Soon, her dad and Carmen would bring the girls home, and the house would fill with toddler noise, dinner preparations, and bedtime routines.
But for now, it was just the two of them, the core of their family, in this beautiful moment, choosing each other again.
“I don’t regret what I did today,” Janie whispered, her lips caressing Solo’s skin. “Is that terrible?”
“No. You did what was healthy for you. And for us and the triplets.”
“I think...I think I’ve been wishing for a different mother all these years instead of accepting the mother I actually had. Today, I finally stopped wishing for something that was never going to happen.”
Solo nodded. “That took courage, babe.”
“Or maybe just exhaustion.” Janie laughed softly. “I got too tired trying to earn love from someone who’s incapable of giving it freely.”
“Now you can use that energy for the people who do love you like that. For our daughters and me.” She kissed Janie again. “But especially for yourself.”
“For myself.” Janie nodded. “That’s the hardest one.”

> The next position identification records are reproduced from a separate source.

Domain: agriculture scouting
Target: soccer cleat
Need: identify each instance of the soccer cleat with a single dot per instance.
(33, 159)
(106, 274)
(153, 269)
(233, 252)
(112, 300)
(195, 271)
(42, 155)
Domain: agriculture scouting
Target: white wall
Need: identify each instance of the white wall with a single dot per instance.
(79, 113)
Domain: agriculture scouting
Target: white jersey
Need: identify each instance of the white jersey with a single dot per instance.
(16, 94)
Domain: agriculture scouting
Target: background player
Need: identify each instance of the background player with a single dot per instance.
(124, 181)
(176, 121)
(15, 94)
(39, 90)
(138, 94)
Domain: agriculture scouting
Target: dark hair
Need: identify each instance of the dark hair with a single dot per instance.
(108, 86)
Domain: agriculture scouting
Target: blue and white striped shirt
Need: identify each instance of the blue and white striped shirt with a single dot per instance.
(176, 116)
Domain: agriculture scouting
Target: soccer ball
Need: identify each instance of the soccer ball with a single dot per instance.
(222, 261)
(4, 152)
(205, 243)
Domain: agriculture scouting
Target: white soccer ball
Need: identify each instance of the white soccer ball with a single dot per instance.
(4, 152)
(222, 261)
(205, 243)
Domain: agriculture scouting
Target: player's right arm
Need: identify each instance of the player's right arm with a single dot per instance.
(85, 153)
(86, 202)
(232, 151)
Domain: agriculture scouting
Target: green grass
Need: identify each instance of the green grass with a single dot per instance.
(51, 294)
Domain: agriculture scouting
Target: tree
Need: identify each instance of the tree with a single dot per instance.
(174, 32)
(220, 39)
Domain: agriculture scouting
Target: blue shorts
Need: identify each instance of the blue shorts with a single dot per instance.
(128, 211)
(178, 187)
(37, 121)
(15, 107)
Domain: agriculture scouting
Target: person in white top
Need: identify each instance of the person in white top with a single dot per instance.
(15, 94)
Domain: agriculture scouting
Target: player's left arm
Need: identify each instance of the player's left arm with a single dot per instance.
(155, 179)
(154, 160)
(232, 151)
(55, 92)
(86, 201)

“I know, but you’ll get there. We’ll get there together.” Solo’s phone buzzed on the nightstand, but she ignored it. Right now, nothing was more important than holding her wife and reaffirming their promises to build the foundation they needed for whatever came next.
They’d survived a level of hell. The separation. The custody case. The secrets, and shame, and fear of losing everything they’d created together. And they’d come out the other side stronger.
“We should probably get up,” Janie said without making any move to actually do so. “Everyone will be home soon.”
“Five more minutes and then we’re done,” Solo repeated the line from one of the girls’ favorite animated movies and pulled her closer.
Janie chuckled. “Okay. Five more minutes.”
They lay there in the fading light, arms wrapped tightly around each other, and contentment settled in Solo’s chest. She had her perfect little family back together again, and that was all she’d ever needed.